Jumping upon deck, Barton addressed his men: “Fight on,” he said, “my brave hearts; I am a little wounded, but not slain. I will but rest awhile, and then rise and fight again; meantime, stand fast by St. Andrew’s cross;” meaning the flag of Scotland.

                        “Fight on, my men,” Sir Andrew sayes,
                              “A little I’m hurt, but yett not slaine,
                        I’le but lye donne and bleede awhile,
                              And then I’le rise and fight againe.
                        Fight on, my men,” Sir Andrew sayes,
                              “And never flinche before the foe;
                        And stand fast by St. Andrewe’s cross,
                              Until you heare my whistle blow.”

                        They never hears his whistle blow,
                              Which made their hearts waxe sore adread,
                        Then Horseley sayd, “Aboard, my lord,
                              For well I wott Sir Andrew’s dead.”
                        They boarded then his noble shipp,
                              They boarded it with might and maine,
                        Eighteen score Scotts alive they found,
                              The rest were either maimed or slaine.

                        Lord Howard tooke a sword in hand,
                              And off he smote Sir Andrewe’s head,
                        “I must ha’ left England many a daye,
                              If thou were alive as thou art dead.”
                        He caused his bodye to be cast,
                              Over the hatchborde into the sea,
                        And about his middle three hundred crownes,
                              “Wherever thou land this will bury thee.”

      Barton’s ship, the Lion, thus captured, was carried into the Thames, and became the second man-of-war in the English navy.
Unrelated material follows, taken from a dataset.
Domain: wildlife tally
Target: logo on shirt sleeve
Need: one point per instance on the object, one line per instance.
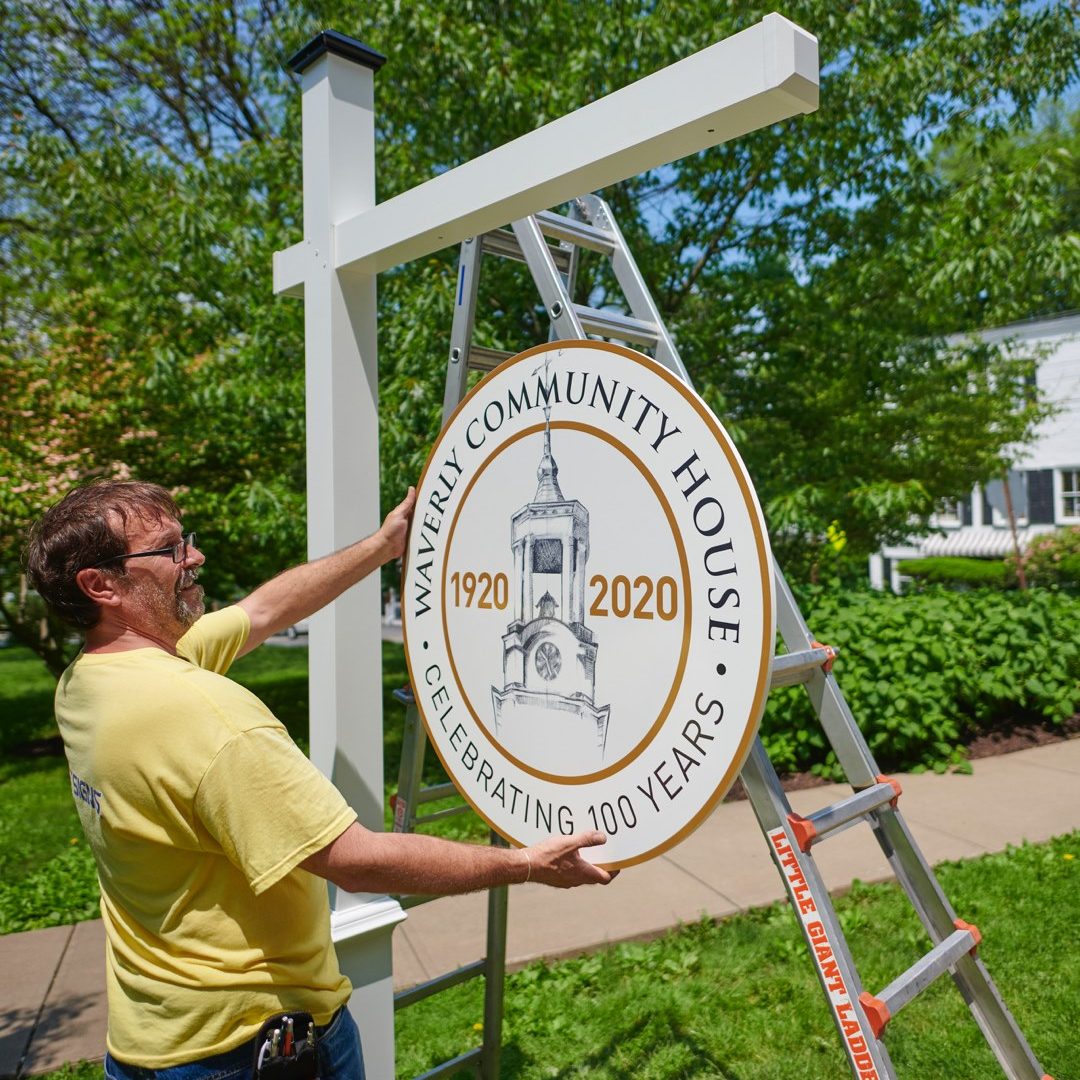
(86, 793)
The Great Harry, which had been built only seven years before, namely in 1504, was properly speaking the first. On this celebrated ship Henry the Seventh expended  £14,000, a great sum in those days, equivalent to the coast of a modern ship of the line. With that monarch the rise of a royal navy in England is said to have originated. Before his time, when the king wanted a fleet, the five ports, then the largest in England, and still called the Cinque Ports, furnished a certain equipment of ships and men; vessels were also hired from merchants, and manned and armed for war. Ambitious of being independent of the irregular navy derived from such various and uncertain sources, Henry paid great attention to the building of large ships exclusively for warlike purposes, and he took care to keep them in a highly efficient and progressive state. His son, Henry the Eighth, caused to be constructed the then largest English ship, called Henry Grace de Dieu, or the Great Harry, after the ship of the same name, built by his father. This is said to have been the first ship which had four masts, and was considered the wonder of the sixteenth century.

      Thus died Andrew Barton, With King James he was a personal favourite, and he sent a herald to King Henry to demand redress for the death of his ablest officer, and the loss of his ships; but Henry returned no milder answer than that the fate of pirates ought never to be a matter of dispute among princes. He, however, after a short imprisonment dismissed Barton’s crew, with a small sum each to defray their homeward charges. This affair was one of the remote causes of the disastrous battle of Flodden, in which James the Fourth was slain. – Tyler’s History of Scotland, vol. v. – Scott’s Tales of a Grandfather. – Percy’s Reliques of Ancient English Poetry.